In addition to the above-mentioned coiled heat exchange device, the utility model also provides a continuous reforming process system comprising the coiled tube heat exchange device disclosed in the above embodiment, which includes: a feed buffer tank 2, a feed pump 3, a feed Filter, heat exchanger 1, cycler 4, first heating furnace 5, first reactor 6, second heating furnace 7, second reactor 8, third heating furnace 9, third reactor 10, separation tank And the discharge pump 12, the heat exchanger 1 is any one of the above coil heat exchange devices;

The feed buffer tank 2, the feed pump 3, the feed filter and the raw material inlet 105 of the heat exchanger 1 are connected in sequence, the raw material outlet 104 of the heat exchanger 1, the first heating furnace 5, the first reactor 6, the second The heating furnace 7, the second reactor 8, the third heating furnace 9 and the third reactor 10 are connected in sequence, the outlet of the third reactor 10 is connected with the product inlet 106 of the heat exchanger 1, and the product outlet 107 of the heat exchanger 1 It is connected with the inlet of the separator 11, an outlet of the separator 11, the circulator 4 and the raw material inlet 105 are connected in sequence, and the other outlet of the separator 11 is connected with a collection device for collecting products. For the structure of other parts of the continuous reforming process system, please refer to the prior art, which will not be repeated here.

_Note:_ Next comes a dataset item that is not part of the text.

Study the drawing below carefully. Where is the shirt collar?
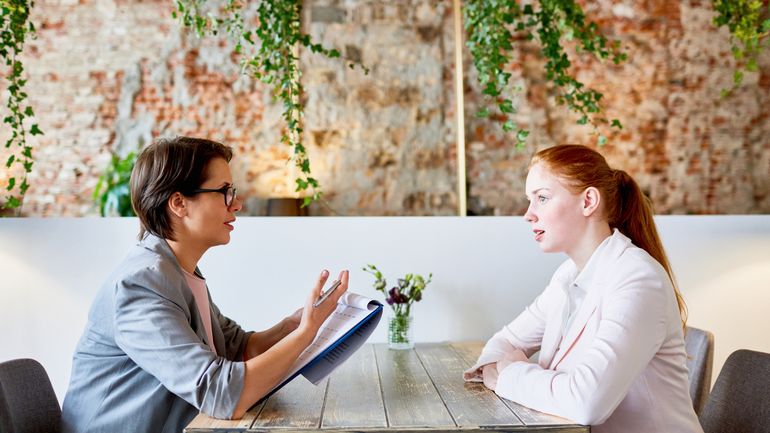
[564,229,631,291]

It should be noted that the mixed material from the previous system can first enter the feed buffer tank 2, and after being lifted by the feed pump 3, the particulate matter in the material can be removed in the feed filter. After the circulating hydrogen is mixed, the first feed material with a shell-side inlet temperature of 95°C is obtained, and after heat exchange by heat exchanger 1, the first discharge material with a shell-side outlet temperature of 64°C is obtained, and the first discharge material enters the first heating in turn After the furnace 5, the first reactor 6, the second heating furnace 7, the second reactor 8, the third heating furnace 9, and the third reactor 10 are reacted, a new product with a temperature of 29° C. is obtained, which is used as the second The feed material flows into the tube side of the heat exchanger 1, and after heat exchange by the heat exchanger 1, the second discharge material with a temperature of 52°C at the outlet of the tube side is obtained. It enters the circulator 4 from the top of the separation tank, returns to the heat exchanger 1 to continue the reaction after being compressed, and the remaining gas is discharged into the collection device as a product.

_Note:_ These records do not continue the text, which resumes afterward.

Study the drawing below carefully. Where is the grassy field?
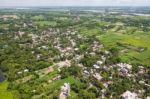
[0,81,19,99]
[80,26,150,66]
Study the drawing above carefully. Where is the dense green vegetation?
[0,8,150,99]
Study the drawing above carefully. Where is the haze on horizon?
[0,0,150,7]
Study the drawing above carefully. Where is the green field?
[0,81,18,99]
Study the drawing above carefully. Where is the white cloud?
[0,0,150,6]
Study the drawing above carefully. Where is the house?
[121,90,138,99]
[59,83,70,99]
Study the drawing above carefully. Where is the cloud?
[0,0,150,6]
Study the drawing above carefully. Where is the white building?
[121,90,138,99]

In addition to the above coiled tube heat exchange device, the utility model also provides a hydrogenation heat exchange process system comprising the coiled tube heat exchange device disclosed in the above embodiment, which includes a first pipeline 13 for transporting hydrogenation dilute material, The second pipeline 14 for transporting the first hydrogenation feed, the third pipeline 15 for transporting recycled hydrogen, the fourth pipeline 16 for transporting the first hydrogenation output, and the fourth pipeline 16 for transporting the second hydrogenation The fifth pipeline 17 for hydrogen feed, the sixth pipeline 18 for transporting the second hydrogenation output, the fourth heating furnace 19 and the heat exchanger 1, the heat exchanger 1 is a coiled tube exchange of any one of the above-mentioned heating device;

The heat medium channel inlet of the heat exchanger 1 is used to accept the output end product of the hydrogenation reactor, and the heat medium channel outlet is connected to downstream equipment, and the outlets of the first pipeline 13, the second pipeline 14 and the third pipeline 15 are all It is connected with the inlet of the cold medium channel of the heat exchanger 1, and the outlet of the cold medium channel is connected with the input end of the heating furnace. For the structure of other parts of the hydrogenation heat exchange process system, please refer to the prior art, which will not be repeated here.

It should be noted that the technologies for reducing the sulfur content of diesel oil mainly include hydrodesulfurization, oxidative extraction, biological desulfurization, and adsorption desulfurization, etc. Among them, diesel hydrogenation is the main and effective technology for producing ultra-low sulfur diesel in the prior art. Hydrotreating refers to the conversion of harmful impurities such as sulfur, oxygen, and nitrogen in oil into corresponding hydrogen sulfide, water, and ammonia in the presence of hydrogen partial pressure and catalysts, and hydrogenation of olefins and diolefins. Aromatics are partially hydrogenated and saturated to improve the quality of oil products.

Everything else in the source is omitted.